The best of the dishes was Aunt Dora's thick and spicy vegetable soup. It was made in a giant pot, because people were always dropping by. You could smell the soup down the hall, probably in the elevator as well. My cousins and I were sent to the bedrooms to play and told STAY OUT OF THE KITCHEN. We would try to sneak back into the kitchen to steal food. My Aunt would wave the wooden spoon and swat the closest child, while screaming in several languages.

The game was - how to sneak into the kitchen. The problem - how to get the adults out of the kitchen? A plot was hatched...the game afoot.

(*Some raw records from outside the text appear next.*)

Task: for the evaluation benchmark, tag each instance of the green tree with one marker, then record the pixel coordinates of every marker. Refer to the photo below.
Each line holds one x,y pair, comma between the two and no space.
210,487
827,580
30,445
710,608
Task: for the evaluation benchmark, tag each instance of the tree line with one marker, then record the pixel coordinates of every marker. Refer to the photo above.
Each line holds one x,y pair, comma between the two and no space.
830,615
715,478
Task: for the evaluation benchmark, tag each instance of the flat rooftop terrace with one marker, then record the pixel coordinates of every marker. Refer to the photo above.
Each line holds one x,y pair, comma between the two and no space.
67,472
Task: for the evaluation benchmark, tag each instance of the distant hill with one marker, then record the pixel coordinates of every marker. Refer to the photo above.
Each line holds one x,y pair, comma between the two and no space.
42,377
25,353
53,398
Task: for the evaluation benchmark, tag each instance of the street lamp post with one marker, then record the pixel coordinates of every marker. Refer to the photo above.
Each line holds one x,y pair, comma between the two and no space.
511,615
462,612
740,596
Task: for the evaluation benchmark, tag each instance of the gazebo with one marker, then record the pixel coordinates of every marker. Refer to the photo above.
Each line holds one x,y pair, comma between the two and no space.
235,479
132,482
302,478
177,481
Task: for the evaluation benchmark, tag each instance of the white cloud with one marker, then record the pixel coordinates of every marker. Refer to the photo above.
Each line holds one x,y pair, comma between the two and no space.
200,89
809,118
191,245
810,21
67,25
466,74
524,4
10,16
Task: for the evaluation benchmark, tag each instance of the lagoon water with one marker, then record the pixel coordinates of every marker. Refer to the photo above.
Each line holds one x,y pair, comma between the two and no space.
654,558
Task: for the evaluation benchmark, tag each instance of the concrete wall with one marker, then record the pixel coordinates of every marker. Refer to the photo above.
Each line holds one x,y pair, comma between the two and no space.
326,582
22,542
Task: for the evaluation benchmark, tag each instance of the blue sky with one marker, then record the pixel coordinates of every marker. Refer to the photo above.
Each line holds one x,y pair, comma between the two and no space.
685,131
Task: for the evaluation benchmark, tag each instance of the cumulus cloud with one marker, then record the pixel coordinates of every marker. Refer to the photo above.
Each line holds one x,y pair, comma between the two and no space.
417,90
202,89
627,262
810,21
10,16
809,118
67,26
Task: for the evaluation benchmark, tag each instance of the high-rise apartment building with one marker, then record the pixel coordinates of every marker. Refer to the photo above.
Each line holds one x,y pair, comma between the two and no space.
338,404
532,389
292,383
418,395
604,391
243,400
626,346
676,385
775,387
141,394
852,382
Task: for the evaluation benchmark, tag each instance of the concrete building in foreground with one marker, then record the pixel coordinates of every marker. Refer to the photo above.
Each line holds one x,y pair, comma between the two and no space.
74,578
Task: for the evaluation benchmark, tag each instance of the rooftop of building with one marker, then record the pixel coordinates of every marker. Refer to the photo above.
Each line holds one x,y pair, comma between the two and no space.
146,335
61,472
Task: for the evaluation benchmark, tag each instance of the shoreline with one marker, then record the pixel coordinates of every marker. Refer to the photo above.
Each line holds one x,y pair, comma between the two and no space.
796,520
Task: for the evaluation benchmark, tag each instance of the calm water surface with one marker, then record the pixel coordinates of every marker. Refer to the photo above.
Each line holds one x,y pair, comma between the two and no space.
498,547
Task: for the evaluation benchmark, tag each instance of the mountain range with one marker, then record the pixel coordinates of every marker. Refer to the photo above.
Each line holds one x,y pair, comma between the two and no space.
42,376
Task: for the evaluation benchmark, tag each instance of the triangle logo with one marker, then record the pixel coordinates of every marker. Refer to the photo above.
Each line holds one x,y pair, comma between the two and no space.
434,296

The youngest cousin Mark, started to scream and cry help. The adults dropped everything and ran into the bedroom to save Mark. Success... we were in the kitchen. Sharon the gutsy cousin climbed on a chair and tried to stir the soup with the big wooden spoon. As the woman returned with Mark, Sharon dropped the spoon in the pot, and she watched it sink to the bottom.

Clearly the soup ate the spoon. We all ate the soup that night. We had too. Were we eating wood? I did not enjoy the soup much that night. Nothing was ever mentioned about the missing wooden spoon/ or the dangerous spoon eating soup. Fifty plus years later I am the Grammy, I hope my grandchildren will love my soups. Spoon soup anyone?

1 comment:

  1. I gather that your Great Aunt Dora decided not to let her neices and nephews ever see the spoon again, cagey lady, since it would have been perfectly fine, at the bottom of the pot. She was Ols School in great cooking and discipline?